Exception and error handling in SimpleSAMLphp

This document describes the way errors and exceptions are handled in authentication sources and authentication processing filters. The basic goal is to be able to throw an exception during authentication, and then have that exception transported back to the SP in a way that the SP understands.

This means that internal SimpleSAMLphp exceptions must be mapped to transport specific error codes for the various transports that are supported by SimpleSAMLphp. E.g.: When a \SimpleSAML\Error\NoPassive error is thrown by an authentication processing filter in a SAML 2.0 IdP, we want to map that exception to the urn:oasis:names:tc:SAML:2.0:status:NoPassive status code. That status code should then be returned to the SP.

Throwing exceptions

How you throw an exception depends on where you want to throw it from. The simplest case is if you want to throw it during the authenticate()-method in an authentication module or during the process()-method in a processing filter.

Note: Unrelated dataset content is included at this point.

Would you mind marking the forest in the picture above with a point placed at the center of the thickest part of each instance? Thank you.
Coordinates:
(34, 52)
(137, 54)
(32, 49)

In those methods, you can just throw an exception:

public function process(&$state) {
    if ($state['something'] === false) {
        throw new \SimpleSAML\Error\Exception('Something is wrong...');
    }
}

Exceptions thrown at this stage will be caught and delivered to the appropriate error handler.

If you want to throw an exception outside of those methods, i.e. after you have done a redirect, you need to use the \SimpleSAML\Auth\State::throwException() function:

<?php
$id = $_REQUEST['StateId'];
$state = \SimpleSAML\Auth\State::loadState($id, 'somestage...');
\SimpleSAML\Auth\State::throwException($state,
    new \SimpleSAML\Error\Exception('Something is wrong...'));
?>

The \SimpleSAML\Auth\State::throwException function will then transfer your exception to the appropriate error handler.